Document Distance: Problem Definition

Problem Definition | Data Sets | Programs: v1 - v2 - v3 - v4 - v5 - v6 | Programs Using Dictionaries

Let D be a text document (e.g. the complete works of William Shakespeare).

A word is a consecutive sequence of alphanumeric characters, such as "Hamlet" or "2007". We'll treat all upper-case letters as if they are lower-case, so that "Hamlet" and "hamlet" are the same word. Words end at a non-alphanumeric character, so "can't" contains two words: "can" and "t".

The word frequency distribution of a document D is a mapping from words w to their frequency count, which we'll denote as D(w).

We can view the frequency distribution D as vector, with one component per possible word. Each component will be a non-negative integer (possibly zero).

The norm of this vector is defined in the usual way:
$N(D) = \sqrt{D\cdot D} = \sqrt{\sum_w D(w)^2}$.

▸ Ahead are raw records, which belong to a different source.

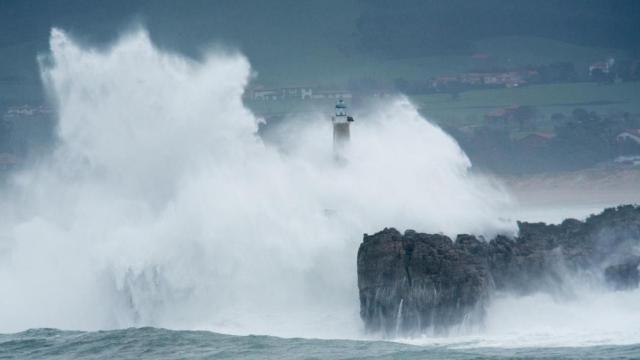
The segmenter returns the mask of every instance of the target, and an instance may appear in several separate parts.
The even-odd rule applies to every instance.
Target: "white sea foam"
[[[397,341],[453,348],[522,348],[640,343],[640,290],[582,287],[571,297],[502,294],[487,308],[484,328],[448,337]]]
[[[404,98],[359,114],[338,166],[322,114],[277,146],[257,136],[237,53],[187,59],[144,31],[93,49],[54,29],[50,45],[59,141],[2,192],[2,332],[356,337],[363,232],[511,226],[508,197]]]
[[[356,114],[338,166],[325,115],[290,119],[276,144],[257,136],[260,119],[241,100],[250,66],[237,53],[195,61],[158,50],[144,31],[97,50],[54,29],[42,63],[59,141],[1,193],[0,332],[361,337],[363,232],[512,226],[499,220],[514,218],[508,196],[472,175],[457,144],[404,98]],[[480,332],[410,342],[638,342],[639,296],[502,296]]]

The inner-product between two vectors D and D' is defined as usual.
$D\cdot D' = \sum_w D(w)D'(w)$.

Finally, the angle between two vectors D and D' is defined:
$angle(D,D') = \arccos\left(\frac{D\cdot D'}{N(D)N(D')}\right)$

This angle (in radians) will be a number between 0 and $\pi/2 = 1.57079632\ldots$ since the vectors are non-negative in each component. Clearly,

angle(D,D) = 0.0
for all vectors D, and
angle(D,D') = p / 2
if D and D' have no words in common.

Example: The angle between the documents "To be or not to be" and "Doubt truth to be a liar" is
$\arccos{\left(4/\sqrt{10\cdot 6}\right)} = 1.028 .$

We define the distance between two documents to be the angle between their word frequency vectors.

The document distance problem is thus the problem of computing the distance between two given text documents.

An instance of the document distance problem is the pair of input text documents.